The data visualization solution at G&J also delivers MTBF and MTTR calculations with detailed visualization, including plant floor KPI heatmaps of the “hot spots'' in the plant exhibiting poor performance. G&J Pepsi reports MTBF has gone from 4.98 min. to 7.02 min., and rate loss improvement decreased to 7.13% from 12.42% on its can lines.

At the plant, operators view the KPIs via overhead monitors and rely on Epicor’s scoreboard analytics. "This tool is our first line of defense against production stops, providing fault information at the PLC level and pushing it over to Epicor's EMI system," says Erwin.

The data acquisition platform exists between the plant floor and manufacturing execution system (MES) for G&J Pepsi, and the app suite One View combines data from Epicor’s EMI platform.
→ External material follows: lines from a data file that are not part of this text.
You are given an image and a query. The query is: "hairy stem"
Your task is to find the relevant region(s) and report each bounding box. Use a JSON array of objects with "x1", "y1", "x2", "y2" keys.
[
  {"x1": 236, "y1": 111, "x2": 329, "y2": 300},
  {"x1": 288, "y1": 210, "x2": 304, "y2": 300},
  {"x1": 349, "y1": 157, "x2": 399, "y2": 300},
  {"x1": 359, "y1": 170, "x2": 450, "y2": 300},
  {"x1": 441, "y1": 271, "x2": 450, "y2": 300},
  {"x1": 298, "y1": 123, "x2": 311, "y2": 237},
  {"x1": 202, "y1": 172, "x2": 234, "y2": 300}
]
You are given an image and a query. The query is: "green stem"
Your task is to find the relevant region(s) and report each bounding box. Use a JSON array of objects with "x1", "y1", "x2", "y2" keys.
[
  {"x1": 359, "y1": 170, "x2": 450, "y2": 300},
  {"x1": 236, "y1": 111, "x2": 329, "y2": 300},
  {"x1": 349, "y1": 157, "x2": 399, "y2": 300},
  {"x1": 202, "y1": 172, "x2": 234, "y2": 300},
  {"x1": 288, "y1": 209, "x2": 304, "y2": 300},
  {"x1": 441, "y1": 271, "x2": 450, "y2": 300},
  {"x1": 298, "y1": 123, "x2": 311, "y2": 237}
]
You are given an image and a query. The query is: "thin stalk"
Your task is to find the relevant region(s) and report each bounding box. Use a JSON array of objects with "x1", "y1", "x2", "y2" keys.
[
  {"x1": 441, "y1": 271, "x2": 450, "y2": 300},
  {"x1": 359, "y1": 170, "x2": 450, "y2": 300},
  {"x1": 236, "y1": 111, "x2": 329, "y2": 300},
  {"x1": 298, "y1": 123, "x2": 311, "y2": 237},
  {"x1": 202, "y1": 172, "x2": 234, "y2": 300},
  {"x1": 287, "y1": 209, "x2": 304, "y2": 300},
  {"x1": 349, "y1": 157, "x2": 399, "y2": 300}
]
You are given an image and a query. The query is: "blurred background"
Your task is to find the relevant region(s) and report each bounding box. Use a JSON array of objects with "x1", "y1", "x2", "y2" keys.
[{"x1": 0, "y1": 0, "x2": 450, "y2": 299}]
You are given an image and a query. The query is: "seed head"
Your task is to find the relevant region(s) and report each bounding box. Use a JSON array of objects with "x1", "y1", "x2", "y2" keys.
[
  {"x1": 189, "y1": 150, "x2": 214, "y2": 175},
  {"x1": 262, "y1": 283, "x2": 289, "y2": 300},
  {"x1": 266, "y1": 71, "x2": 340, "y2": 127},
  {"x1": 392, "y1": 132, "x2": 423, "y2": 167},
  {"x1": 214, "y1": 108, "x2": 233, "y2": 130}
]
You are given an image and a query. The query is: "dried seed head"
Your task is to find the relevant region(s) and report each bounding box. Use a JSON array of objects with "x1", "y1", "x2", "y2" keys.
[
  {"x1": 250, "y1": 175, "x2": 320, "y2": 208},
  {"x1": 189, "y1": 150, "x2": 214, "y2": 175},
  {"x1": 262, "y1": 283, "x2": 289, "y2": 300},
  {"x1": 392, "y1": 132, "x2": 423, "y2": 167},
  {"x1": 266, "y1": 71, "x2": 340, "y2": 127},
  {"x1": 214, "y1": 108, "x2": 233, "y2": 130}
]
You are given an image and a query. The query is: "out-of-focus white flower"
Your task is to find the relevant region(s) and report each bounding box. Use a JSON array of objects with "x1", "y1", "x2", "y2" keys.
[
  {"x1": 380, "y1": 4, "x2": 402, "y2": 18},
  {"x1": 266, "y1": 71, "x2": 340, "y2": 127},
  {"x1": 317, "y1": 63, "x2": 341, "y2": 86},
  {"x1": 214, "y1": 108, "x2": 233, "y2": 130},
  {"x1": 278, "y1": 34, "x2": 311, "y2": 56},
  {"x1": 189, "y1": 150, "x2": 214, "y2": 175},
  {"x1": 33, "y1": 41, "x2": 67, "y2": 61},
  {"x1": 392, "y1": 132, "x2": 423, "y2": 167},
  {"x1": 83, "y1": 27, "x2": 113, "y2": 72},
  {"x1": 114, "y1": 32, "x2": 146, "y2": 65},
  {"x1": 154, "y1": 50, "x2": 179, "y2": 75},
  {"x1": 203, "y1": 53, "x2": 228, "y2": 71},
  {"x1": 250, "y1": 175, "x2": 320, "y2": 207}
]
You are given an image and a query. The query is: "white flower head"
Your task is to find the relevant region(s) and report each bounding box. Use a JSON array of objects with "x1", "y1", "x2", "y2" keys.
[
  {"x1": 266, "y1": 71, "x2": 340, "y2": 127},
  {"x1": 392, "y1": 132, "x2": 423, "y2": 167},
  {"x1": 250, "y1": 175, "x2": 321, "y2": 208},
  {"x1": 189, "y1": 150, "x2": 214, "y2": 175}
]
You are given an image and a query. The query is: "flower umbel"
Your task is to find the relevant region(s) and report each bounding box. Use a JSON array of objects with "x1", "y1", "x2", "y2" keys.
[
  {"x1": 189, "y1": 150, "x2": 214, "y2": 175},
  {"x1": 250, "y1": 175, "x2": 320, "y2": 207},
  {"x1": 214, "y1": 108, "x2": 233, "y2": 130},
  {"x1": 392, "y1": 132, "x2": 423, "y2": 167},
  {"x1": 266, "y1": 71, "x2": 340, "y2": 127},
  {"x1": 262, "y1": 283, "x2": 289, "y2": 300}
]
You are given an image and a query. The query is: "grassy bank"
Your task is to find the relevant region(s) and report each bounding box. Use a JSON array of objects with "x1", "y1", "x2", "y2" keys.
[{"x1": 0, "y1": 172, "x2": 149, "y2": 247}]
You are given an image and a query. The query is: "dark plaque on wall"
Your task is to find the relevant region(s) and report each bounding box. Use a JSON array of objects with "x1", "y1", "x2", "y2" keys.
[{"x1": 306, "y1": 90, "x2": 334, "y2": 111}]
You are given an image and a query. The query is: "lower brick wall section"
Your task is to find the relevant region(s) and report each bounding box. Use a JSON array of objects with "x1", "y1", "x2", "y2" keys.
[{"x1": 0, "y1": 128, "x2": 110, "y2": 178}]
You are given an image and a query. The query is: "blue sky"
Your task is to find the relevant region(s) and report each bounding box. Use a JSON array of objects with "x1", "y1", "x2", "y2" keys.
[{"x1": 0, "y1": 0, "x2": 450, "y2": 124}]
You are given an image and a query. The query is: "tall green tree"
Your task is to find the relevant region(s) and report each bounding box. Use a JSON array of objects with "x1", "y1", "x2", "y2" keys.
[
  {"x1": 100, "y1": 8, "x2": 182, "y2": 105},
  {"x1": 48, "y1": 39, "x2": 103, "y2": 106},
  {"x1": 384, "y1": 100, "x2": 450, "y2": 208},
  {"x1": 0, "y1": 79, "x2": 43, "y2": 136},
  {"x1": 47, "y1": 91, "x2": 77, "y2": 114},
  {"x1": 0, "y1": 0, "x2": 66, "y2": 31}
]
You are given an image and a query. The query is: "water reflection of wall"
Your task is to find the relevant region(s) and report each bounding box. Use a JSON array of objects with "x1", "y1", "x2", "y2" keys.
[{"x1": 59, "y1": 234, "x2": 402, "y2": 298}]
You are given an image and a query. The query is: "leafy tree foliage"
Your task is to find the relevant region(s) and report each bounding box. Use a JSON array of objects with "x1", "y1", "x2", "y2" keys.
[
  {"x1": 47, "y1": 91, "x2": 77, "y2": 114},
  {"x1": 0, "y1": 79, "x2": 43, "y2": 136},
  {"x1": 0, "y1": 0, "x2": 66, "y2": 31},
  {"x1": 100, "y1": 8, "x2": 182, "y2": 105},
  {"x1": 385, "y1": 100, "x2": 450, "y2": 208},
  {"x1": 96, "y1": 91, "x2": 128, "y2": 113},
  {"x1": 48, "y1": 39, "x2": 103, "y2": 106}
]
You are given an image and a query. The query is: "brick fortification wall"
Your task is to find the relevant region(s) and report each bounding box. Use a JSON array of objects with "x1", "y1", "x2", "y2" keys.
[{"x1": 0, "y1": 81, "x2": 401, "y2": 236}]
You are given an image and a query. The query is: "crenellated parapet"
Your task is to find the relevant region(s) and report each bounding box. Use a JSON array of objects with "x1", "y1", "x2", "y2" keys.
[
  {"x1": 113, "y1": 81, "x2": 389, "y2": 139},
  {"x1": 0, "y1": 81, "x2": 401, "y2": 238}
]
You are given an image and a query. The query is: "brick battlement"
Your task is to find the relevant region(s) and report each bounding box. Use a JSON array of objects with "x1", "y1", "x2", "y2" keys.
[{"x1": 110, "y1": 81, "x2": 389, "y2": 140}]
One-View's "shallow dive" analytics deliver a dashboard view for executives via a smartphone, iPad or computer.

"By automatically tagging downtime, we are taking analytics to a new level while One View gives an executive summary for someone who doesn't need to dive into the details but still wants to see performance,” says Erwin.

For the actual implementation and data acquisition, G&J Pepsi added equipment to its operations technology (OT) network, which helped accelerate integration. The first plant was finished in six weeks, while the following three plants took four weeks to integrate the technology solution.


Real-time data reporting reduced stops
With manual reporting, G&J Pepsi documented five stops/week on a line, but after installing a real-time tool, the data pointed to more than 75 stops a day, or about 375 stops a week.


Improved OEE at G&J Pepsi

With the move away from manual data collecting, G&J Pepsi operators are now focusing on continuous improvements and documenting improved OEE and uptime. G&J Pepsi’s real-time data platform has changed operators’ daily work to more “on-the-floor” troubleshooting and validating that their auto-tagging is accurate.

Below are some of the results:

  • 15% Improvement in production within six months
  • 70% reduction in engineering time
  • Real-time visibility of stops
  • 5x improvement in data fidelity

Besides production improvements, G&J Pepsi also reports a 15% reduction in safety reporting, and employee retention is getting stronger: screening, background checks, hiring, onboarding and training expenses are declining. Going forward, G&J Pepsi will connect secondary operations and equipment to the real-time data acquisition tool, such as its blow-mold bottle and corrugate display manufacturing.